Recrudescence des épidémies d’asthme d’orage

Stéphanie Lavaud

Auteurs et déclarations

6 septembre 2017

Naples, Italie – Jusqu’à récemment, le principal danger lié aux orages était d’être victime de la foudre. Depuis quelques dizaines d’années, on évoque un autre     problème de santé important lié aux épisodes orageux, à savoir des épidémies de crises d’asthme, très ciblées et potentiellement mortelles.

Le phénomène est le suivant : pendant et après un violent orage, les services d’urgence reçoivent de nombreux appels pour asthme aigu, le plus souvent sévère, notamment d’individus qui ne souffraient jusqu’ici que d’un rhume des foins. Un phénomène qui a de quoi surprendre car l’on pourrait s’attendre à l’effet inverse via le classique placage au sol des particules allergisantes sous l’effet de fortes pluies. Aujourd’hui les mécanismes sont mieux connus car de plus en plus de médecins et de chercheurs se penchent sur le sujet, en raison notamment d’une probable recrudescence de ces épidémies d’« orages asthmatiques » liées aux changements climatiques.

C’est le cas du Dr Gennaro D’Amato du service de pneumologie et maladies respiratoires de l’hôpital A. Candarelli de Naples, ville touchée par un épisode de ce type. Dans un article du JACI, le pneumologue napolitain est revenu sur les mécanismes physiques sous-jacents à ces crises et les caractéristiques des personnes susceptibles d’être concernées [1].

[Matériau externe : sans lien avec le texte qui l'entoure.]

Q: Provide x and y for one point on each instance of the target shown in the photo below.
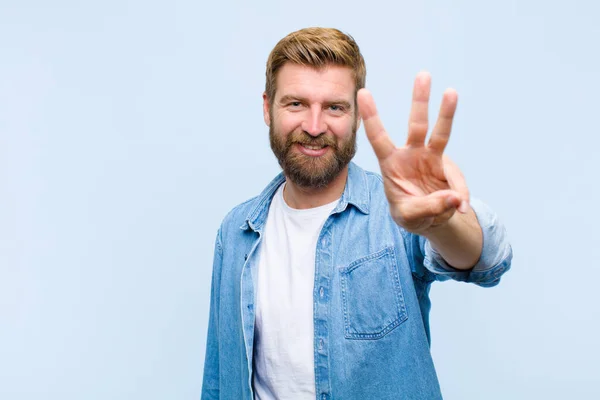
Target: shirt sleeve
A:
(495, 259)
(211, 379)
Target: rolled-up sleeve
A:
(495, 258)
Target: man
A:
(320, 284)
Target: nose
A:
(314, 123)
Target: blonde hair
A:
(315, 47)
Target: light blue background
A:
(129, 128)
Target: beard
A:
(312, 172)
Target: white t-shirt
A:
(283, 347)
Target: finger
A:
(441, 132)
(415, 208)
(418, 120)
(378, 137)
(457, 183)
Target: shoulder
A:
(238, 215)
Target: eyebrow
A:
(289, 98)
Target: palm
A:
(422, 186)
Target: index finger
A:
(378, 137)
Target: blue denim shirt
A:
(371, 297)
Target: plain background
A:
(128, 129)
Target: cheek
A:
(341, 128)
(287, 123)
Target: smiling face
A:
(312, 122)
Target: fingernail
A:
(451, 201)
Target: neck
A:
(303, 198)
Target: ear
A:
(266, 107)
(358, 120)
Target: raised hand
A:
(423, 186)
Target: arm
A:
(210, 382)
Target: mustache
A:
(304, 138)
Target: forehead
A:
(315, 84)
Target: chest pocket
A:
(372, 298)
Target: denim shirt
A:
(370, 300)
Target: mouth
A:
(311, 150)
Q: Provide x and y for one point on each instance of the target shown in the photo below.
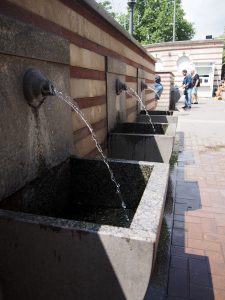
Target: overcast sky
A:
(208, 16)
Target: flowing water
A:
(132, 93)
(75, 107)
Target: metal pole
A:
(131, 5)
(174, 21)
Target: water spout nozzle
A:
(120, 86)
(144, 86)
(36, 87)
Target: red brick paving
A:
(197, 264)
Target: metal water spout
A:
(120, 86)
(36, 87)
(144, 86)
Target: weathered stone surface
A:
(128, 142)
(32, 140)
(64, 258)
(24, 40)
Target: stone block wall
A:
(32, 140)
(94, 37)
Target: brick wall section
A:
(92, 40)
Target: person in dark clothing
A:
(195, 85)
(187, 86)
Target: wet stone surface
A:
(140, 128)
(82, 190)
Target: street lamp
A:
(174, 21)
(131, 5)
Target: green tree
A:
(108, 7)
(153, 21)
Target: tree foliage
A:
(108, 7)
(153, 22)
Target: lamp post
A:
(174, 21)
(131, 5)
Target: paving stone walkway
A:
(197, 254)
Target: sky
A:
(208, 16)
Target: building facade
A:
(204, 55)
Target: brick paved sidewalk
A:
(197, 262)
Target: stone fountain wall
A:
(94, 39)
(32, 140)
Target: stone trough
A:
(65, 236)
(140, 141)
(157, 117)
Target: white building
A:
(205, 56)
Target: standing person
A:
(158, 89)
(187, 86)
(195, 85)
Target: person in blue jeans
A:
(187, 86)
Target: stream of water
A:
(134, 94)
(75, 107)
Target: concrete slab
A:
(43, 257)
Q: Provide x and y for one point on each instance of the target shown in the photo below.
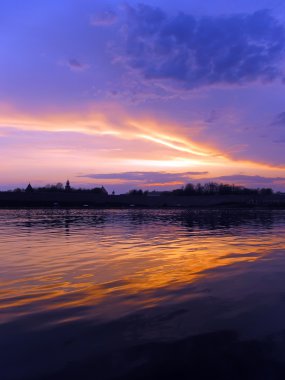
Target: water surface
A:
(106, 293)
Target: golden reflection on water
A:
(113, 265)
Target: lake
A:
(142, 294)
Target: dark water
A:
(142, 294)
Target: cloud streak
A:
(191, 52)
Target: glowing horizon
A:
(97, 105)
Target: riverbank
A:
(82, 199)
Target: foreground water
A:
(136, 294)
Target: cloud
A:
(75, 65)
(147, 177)
(279, 120)
(105, 18)
(190, 52)
(161, 179)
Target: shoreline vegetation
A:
(207, 195)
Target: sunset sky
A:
(150, 94)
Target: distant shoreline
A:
(89, 200)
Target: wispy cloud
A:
(147, 177)
(105, 18)
(195, 51)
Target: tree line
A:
(210, 188)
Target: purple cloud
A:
(74, 64)
(105, 18)
(192, 52)
(147, 177)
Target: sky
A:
(150, 94)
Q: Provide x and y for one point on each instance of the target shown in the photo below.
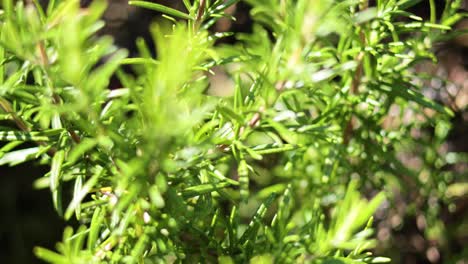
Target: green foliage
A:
(163, 171)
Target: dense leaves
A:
(165, 171)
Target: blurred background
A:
(402, 227)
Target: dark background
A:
(28, 218)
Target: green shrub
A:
(163, 170)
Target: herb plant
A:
(163, 170)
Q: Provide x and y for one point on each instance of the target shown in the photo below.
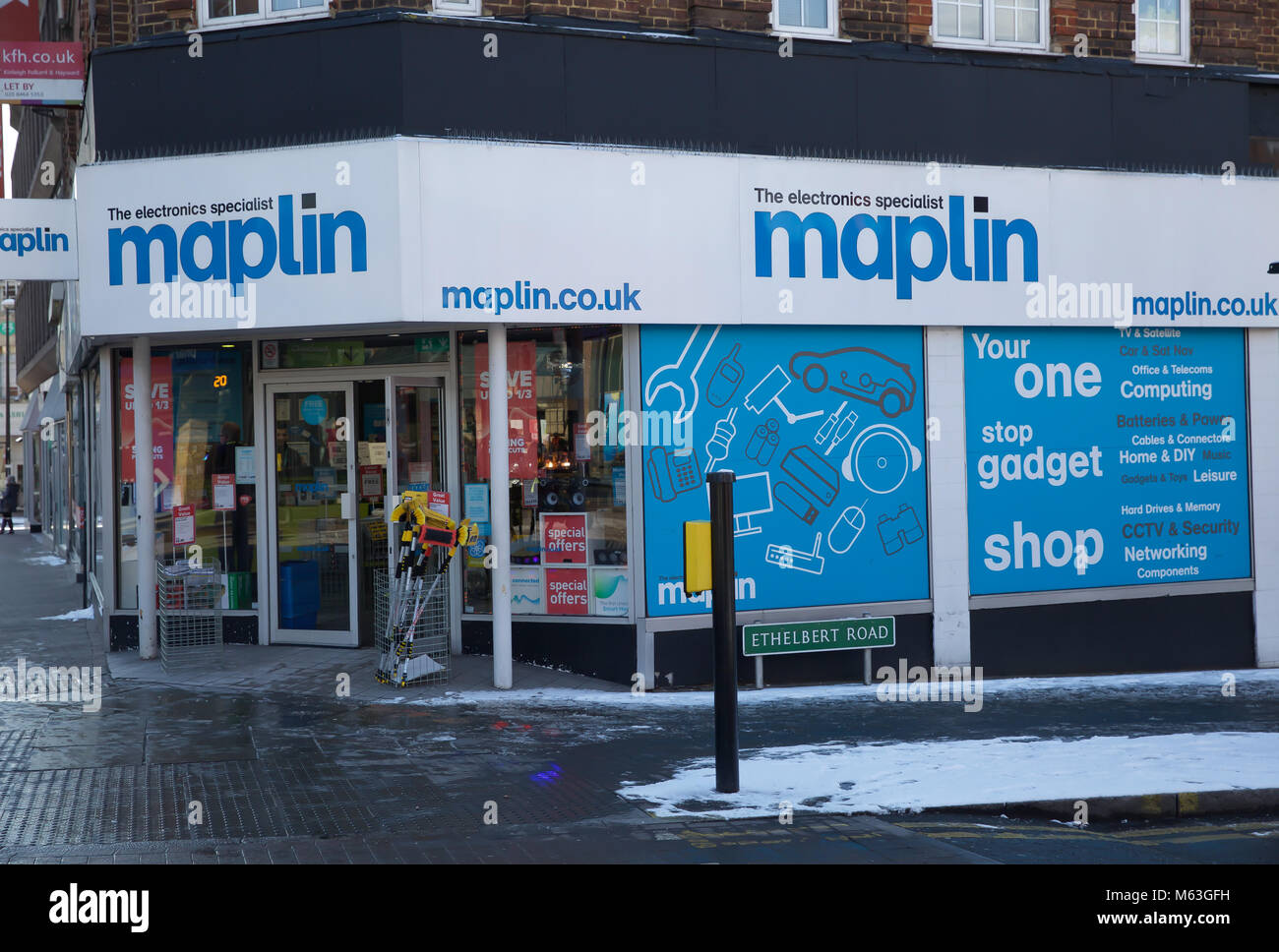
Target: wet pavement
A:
(263, 769)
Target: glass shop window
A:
(204, 464)
(567, 487)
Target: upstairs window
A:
(1162, 30)
(817, 18)
(226, 13)
(1018, 25)
(457, 8)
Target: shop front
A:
(932, 408)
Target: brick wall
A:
(1223, 32)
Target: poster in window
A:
(520, 409)
(161, 418)
(224, 491)
(183, 524)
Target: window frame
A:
(265, 14)
(989, 42)
(829, 32)
(458, 8)
(1177, 59)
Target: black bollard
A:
(724, 616)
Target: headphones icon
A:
(881, 457)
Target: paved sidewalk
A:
(307, 671)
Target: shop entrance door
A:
(311, 469)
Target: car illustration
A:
(857, 372)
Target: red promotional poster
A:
(564, 538)
(183, 524)
(520, 408)
(567, 592)
(224, 491)
(161, 418)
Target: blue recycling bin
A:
(299, 593)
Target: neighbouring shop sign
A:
(37, 238)
(797, 638)
(1105, 457)
(41, 73)
(523, 439)
(32, 72)
(825, 431)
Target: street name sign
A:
(798, 636)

A Melbourne, 8 500 appels en deux jours et 9 décès

L’épisode dramatique australien de l’automne dernier – mais correspondant au printemps dans l’hémisphère sud – a marqué les esprits [2]. Le lundi 21 novembre 2016, les hôpitaux de Melbourne ont été pris d’assaut après qu’un orage a éclaté sur la ville. Entre le lundi soir et le mardi, plus de 8 500 personnes atteintes de sévères crises d’asthme ont fait appel aux services d’urgence, pompiers et police venant en renfort, et 9 personnes sont finalement décédées [1]. Comment donc expliquer l’aggravation des pathologies respiratoires pendant un orage ?

Quels mécanismes ?

Les grains de pollen sont de grosses particules (jusqu’à 35 µm de diamètre) qui ne pénètrent donc pas dans l’arbre bronchique [2]. Mais pendant un orage, ces grains sont balayés par un courant ascendant sec, brisé par la forte humidité et libèrent des particules amylacées d’une taille assez fine (0,5 – 2,5 μm) pour leur permettre d’atteindre les voies aériennes distales, entraînant des symptômes d'asthme chez les patients atteints de rhinite allergique qui n’avaient possiblement jamais fait de   crises d’asthme auparavant. Si les charges électriques présentes dans l’air ne sont pas responsables en elles-mêmes de la crise, les ions positifs libérés pendant l’orage sont susceptibles d’augmenter encore la rupture des grains de pollen, indique le Dr D’Amato.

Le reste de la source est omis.